I have never seen the like. Buses reaching Lanchester from as far away as Newcastle, but into and out of Durham impregnable. Thank heavens for bacon sandwiches, nice cups of tea, and Radio Four. Saint Bede's is closed; gone are the days when it stayed open even throughout a month-long bus strike, on the grounds that Lanchester people could still come in (and we did). So much for global warming, eh?

I know, I know. As far as I can tell, any weather whatever is somehow attributable to it. But I still refuse to allow climate change to be used as an excuse to destroy or prevent secure employment, to drive down wages or working conditions, to arrest economic development around the world, to forbid the working classes and non-white people from having children, to inflate the fuel prices that always hit the poor hardest, or to restrict either travel opportunities or a full diet to the rich.

Reducing CO2 emissions to those effects has been a solution in search of a problem for decades: 35 or 40 years ago, it was supposed to have been the answer to global cooling.

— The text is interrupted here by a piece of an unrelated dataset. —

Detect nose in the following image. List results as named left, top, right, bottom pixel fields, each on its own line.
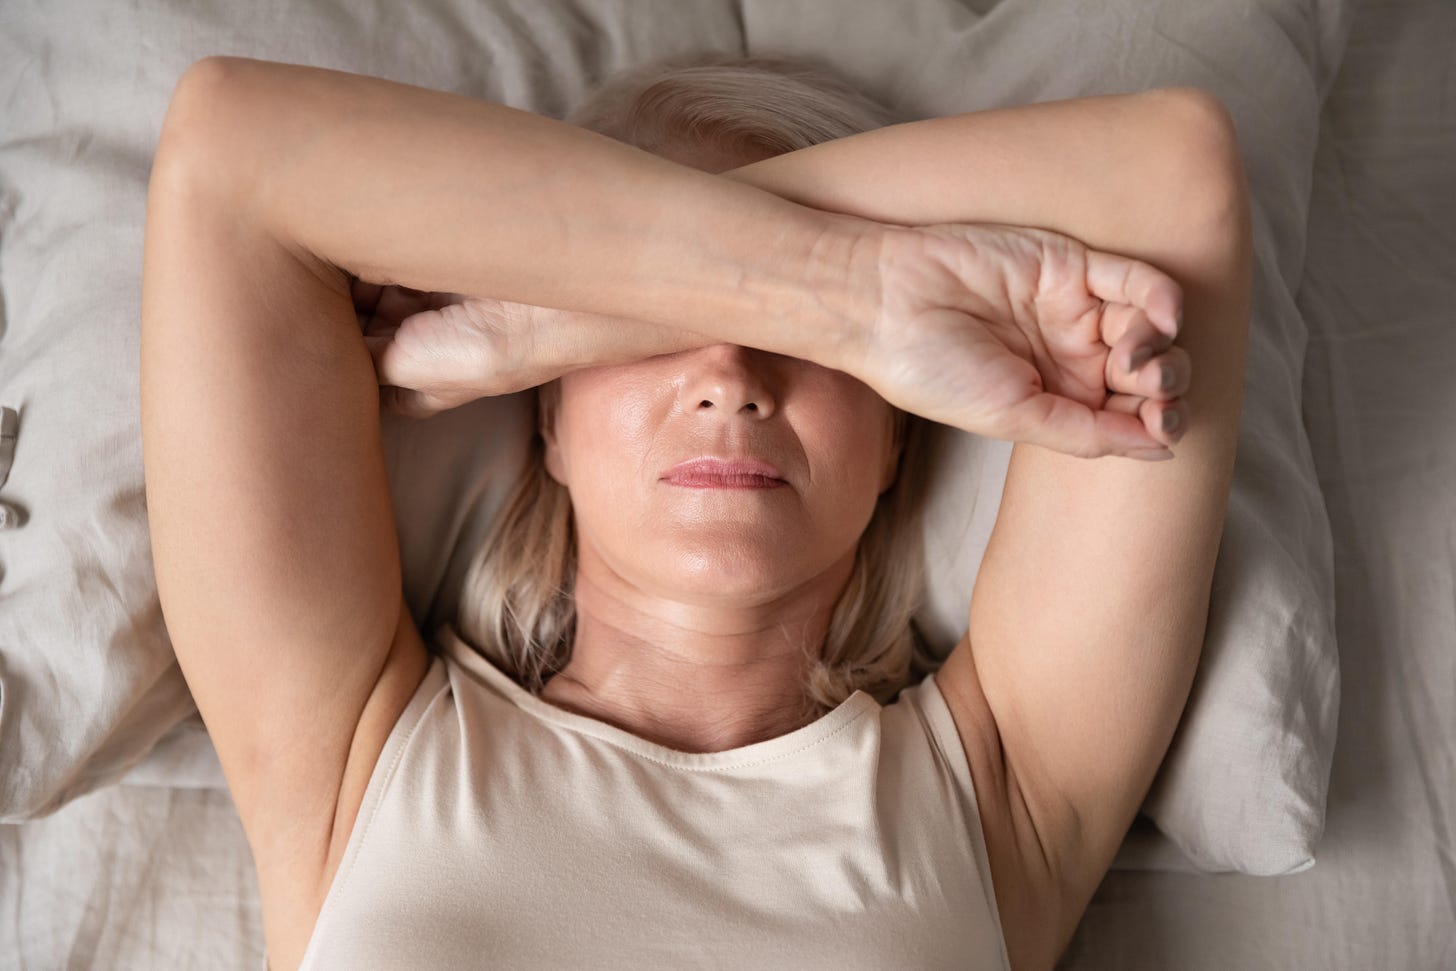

Lo and behold, that was supposed to mean no more proper jobs, no more proper wages or working conditions, no more economic development in the poor world, no more breeding by the proles and darkies, no more cheap fuel, no more mass travel, and no more meat-eating by the common people. Hell, what could you do?

But in those days there were still proper unions, close ties between European countries and their former colonies, and mass parties of the real Left. Still, it has only taken these people 40 years and a complete U-turn as to the nature of the problem. It doesn't matter what the question is: this will be always be their answer to it, for reasons that are only too obvious.

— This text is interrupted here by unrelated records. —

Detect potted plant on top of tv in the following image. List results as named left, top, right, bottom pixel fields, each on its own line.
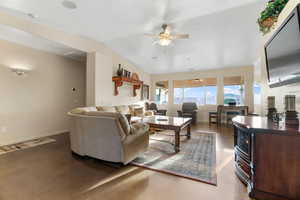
left=258, top=0, right=289, bottom=35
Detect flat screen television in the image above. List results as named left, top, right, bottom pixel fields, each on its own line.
left=265, top=5, right=300, bottom=88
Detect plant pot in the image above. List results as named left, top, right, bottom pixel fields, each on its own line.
left=260, top=16, right=277, bottom=28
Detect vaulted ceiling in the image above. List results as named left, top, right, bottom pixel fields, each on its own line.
left=0, top=0, right=266, bottom=74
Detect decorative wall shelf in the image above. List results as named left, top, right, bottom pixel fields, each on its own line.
left=112, top=76, right=143, bottom=96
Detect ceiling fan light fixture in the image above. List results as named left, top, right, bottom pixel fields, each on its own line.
left=159, top=38, right=171, bottom=46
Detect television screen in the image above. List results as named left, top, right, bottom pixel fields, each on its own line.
left=265, top=5, right=300, bottom=88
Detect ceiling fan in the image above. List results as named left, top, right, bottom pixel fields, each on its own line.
left=145, top=24, right=189, bottom=46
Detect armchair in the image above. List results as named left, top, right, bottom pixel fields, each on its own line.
left=145, top=102, right=167, bottom=116
left=177, top=102, right=198, bottom=124
left=68, top=108, right=150, bottom=164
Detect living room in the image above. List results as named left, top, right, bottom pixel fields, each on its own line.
left=0, top=1, right=300, bottom=200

I am told that the global cooling theory was "far from mainstream". If so, then that was only because there were then still the political forces to stop it. The global warming lot have managed to create an entire academic field to which one can only belong by sharing their presuppositions; an old trick, but not one ordinarily associated so much with science. What does that tell you?

If anyone ever tells you that the answer to an environmental problem is no more proper jobs, no more proper wages or working conditions, no more economic development in the poor world (with India and China certain to pay no attention these days, anyway), no more breeding by the proles and darkies, no more cheap fuel, no more mass travel, or no more meat-eating by the common people, then write them off as politicised cranks. They said that about global cooling, they say it about global warming, and much else besides.

Unless they can come up with a solution which does not destroy or prevent secure employment, does not drive down wages or working conditions, does not arrest economic development around the world, does not forbid the working classes and non-white people from having children, does not inflate the fuel prices that always hit the poor hardest, and does not restrict either travel opportunities or a full diet to the rich, then they are not really interested in the presenting issue, and cannot complain too much if the people whom they propose to beggar, sterilise, freeze, confine and starve become distinctly sceptical about the very existence of any question to which that fate is supposed to be the answer.

1 comment:

  1. As a member of one of the early classes at St Bede's when it opened as a Grammar Technical school in the dim and distant past, I can testify both to the weather conditons of the area (always heavy snow, the roads down the hills from Annfield Plain in one direction and Consett in another always slippery but made passable) and to the fact that not once were we ever let off school. It remained opened, the buses remained running and the roads were made to be passable.

    The one road that always seemed to be clear, ironically, in view of what you say, was the road from Durham, which was somewhat flatter than the other three roads leading into Lanchester. Happy days!